Die erstmalige Arbeit mit Zauberkreide kostet manchen Künstler etwas Überwindung, da sie ungewohnt feucht ist und die Finger sofort unerwünscht färbt. Hat man sich jedoch erst einmal überwunden, so erzielen die Ergebnisse einen nicht erwarteten Wow- Effekt.

Für ein Kennenlernen eignet sich besonders ein Neujahrs- Feuerwerk auf schwarzem Fotokarton, der den Nachthimmel darstellt. Hat der Künstler erst einmal entdeckt, welch glänzende Farbgewalt von dieser zauberhaften Kreide ausgeht, so entsteht schnell der Wunsch nach der Erschaffung weiterer Kunstwerke.

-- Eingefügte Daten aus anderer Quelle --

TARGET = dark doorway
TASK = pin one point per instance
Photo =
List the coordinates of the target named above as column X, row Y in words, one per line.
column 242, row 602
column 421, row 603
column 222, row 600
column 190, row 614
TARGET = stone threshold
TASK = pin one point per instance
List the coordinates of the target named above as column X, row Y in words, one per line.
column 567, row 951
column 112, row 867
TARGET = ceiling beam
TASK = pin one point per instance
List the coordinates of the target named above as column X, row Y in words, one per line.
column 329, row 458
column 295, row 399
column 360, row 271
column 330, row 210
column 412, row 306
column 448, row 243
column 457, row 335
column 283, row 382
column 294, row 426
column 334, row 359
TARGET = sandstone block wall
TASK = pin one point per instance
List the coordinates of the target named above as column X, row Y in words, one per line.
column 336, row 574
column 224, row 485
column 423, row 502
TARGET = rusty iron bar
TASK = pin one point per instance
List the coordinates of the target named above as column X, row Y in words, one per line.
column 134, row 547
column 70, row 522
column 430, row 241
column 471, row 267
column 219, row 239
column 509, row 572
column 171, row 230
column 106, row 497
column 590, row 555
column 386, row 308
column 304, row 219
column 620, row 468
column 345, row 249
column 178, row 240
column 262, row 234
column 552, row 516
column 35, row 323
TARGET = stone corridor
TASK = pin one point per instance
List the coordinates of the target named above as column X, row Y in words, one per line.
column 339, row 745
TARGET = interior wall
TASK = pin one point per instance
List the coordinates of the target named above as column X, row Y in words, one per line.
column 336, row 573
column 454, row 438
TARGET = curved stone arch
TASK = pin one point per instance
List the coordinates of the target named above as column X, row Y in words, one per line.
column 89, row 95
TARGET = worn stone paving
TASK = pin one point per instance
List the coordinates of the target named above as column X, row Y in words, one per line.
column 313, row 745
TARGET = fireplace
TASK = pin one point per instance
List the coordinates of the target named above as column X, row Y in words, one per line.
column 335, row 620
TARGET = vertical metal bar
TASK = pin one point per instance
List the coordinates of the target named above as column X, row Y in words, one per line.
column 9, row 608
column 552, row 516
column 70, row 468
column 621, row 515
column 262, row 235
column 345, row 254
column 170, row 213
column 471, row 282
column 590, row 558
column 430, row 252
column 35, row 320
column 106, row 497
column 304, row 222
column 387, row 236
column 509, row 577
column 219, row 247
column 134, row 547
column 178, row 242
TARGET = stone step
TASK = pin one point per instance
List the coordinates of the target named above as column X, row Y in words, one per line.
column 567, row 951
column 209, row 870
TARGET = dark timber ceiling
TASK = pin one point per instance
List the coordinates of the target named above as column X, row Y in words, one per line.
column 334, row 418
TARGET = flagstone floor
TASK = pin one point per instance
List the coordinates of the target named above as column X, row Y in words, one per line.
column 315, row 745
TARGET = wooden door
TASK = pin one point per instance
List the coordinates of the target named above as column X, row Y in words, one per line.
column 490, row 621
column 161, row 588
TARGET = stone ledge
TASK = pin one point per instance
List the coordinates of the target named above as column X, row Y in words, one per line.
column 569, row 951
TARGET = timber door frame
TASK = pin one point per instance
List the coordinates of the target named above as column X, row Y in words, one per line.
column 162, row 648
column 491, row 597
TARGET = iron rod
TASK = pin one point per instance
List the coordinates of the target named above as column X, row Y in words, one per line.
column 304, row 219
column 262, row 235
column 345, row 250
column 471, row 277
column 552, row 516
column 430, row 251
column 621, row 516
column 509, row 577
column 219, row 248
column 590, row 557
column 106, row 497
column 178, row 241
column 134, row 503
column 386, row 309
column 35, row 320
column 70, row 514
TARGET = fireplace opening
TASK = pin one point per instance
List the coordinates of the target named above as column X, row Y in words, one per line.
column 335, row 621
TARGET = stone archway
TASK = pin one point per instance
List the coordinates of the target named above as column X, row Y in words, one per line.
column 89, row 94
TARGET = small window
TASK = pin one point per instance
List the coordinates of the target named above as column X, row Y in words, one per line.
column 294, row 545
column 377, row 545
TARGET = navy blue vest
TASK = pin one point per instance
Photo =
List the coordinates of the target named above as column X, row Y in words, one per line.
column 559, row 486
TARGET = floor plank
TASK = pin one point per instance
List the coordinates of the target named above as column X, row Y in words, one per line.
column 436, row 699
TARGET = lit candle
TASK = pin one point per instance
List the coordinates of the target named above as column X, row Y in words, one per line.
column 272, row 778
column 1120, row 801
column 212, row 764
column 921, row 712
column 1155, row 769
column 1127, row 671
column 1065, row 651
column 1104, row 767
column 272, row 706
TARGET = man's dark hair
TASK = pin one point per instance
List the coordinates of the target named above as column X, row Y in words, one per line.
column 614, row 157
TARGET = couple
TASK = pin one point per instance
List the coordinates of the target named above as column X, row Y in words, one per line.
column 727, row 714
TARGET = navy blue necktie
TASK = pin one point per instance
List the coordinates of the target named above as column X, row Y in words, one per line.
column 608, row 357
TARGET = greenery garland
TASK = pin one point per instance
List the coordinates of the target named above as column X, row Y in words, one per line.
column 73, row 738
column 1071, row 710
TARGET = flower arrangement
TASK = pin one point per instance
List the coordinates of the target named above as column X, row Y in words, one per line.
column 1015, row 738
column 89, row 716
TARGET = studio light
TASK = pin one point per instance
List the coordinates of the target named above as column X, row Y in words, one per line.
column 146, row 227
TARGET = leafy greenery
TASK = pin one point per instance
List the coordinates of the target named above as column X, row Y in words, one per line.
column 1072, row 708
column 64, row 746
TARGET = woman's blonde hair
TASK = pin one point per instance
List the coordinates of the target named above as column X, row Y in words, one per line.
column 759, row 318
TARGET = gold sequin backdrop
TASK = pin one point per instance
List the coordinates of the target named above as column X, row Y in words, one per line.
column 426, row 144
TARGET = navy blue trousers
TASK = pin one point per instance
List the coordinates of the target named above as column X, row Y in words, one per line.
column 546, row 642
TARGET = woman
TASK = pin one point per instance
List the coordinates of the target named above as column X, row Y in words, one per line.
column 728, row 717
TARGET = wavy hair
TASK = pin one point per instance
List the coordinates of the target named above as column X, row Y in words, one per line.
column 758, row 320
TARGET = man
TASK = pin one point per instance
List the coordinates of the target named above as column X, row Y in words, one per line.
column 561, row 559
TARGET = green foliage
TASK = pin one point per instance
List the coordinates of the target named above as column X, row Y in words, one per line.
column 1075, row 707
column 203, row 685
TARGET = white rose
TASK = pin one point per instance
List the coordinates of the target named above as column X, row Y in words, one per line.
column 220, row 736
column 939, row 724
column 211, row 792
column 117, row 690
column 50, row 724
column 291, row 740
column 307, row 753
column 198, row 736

Friedensreich Hundertwasser hat uns nicht nur eine Flut an Bildern mit feinsten Spiralen- Linien und oft metallisch glänzenden Tropen hinterlassen, sondern auch gezeigt, dass der Traum vom „schöner Wohnen“ mit dem Haus als dritte Haut des Menschen (nach der Haut 1. und der Kleidung 2.) durchaus möglich ist.

Sowohl die Hundertwasserhäuser in Wien und Plochingen als auch der Bahnhof Uelzen und der Aussichtsturm auf dem Gelände der Brauerei Kuchlbauer in Abensberg, einer Stadt in Niederbayern, dienten als Impuls um das eigene bunte Haus zweidimensional mit dem bereits bekannten Material zu gestalten.

Die Ergebnisse der Klasse 2b sprechen für sich selbst.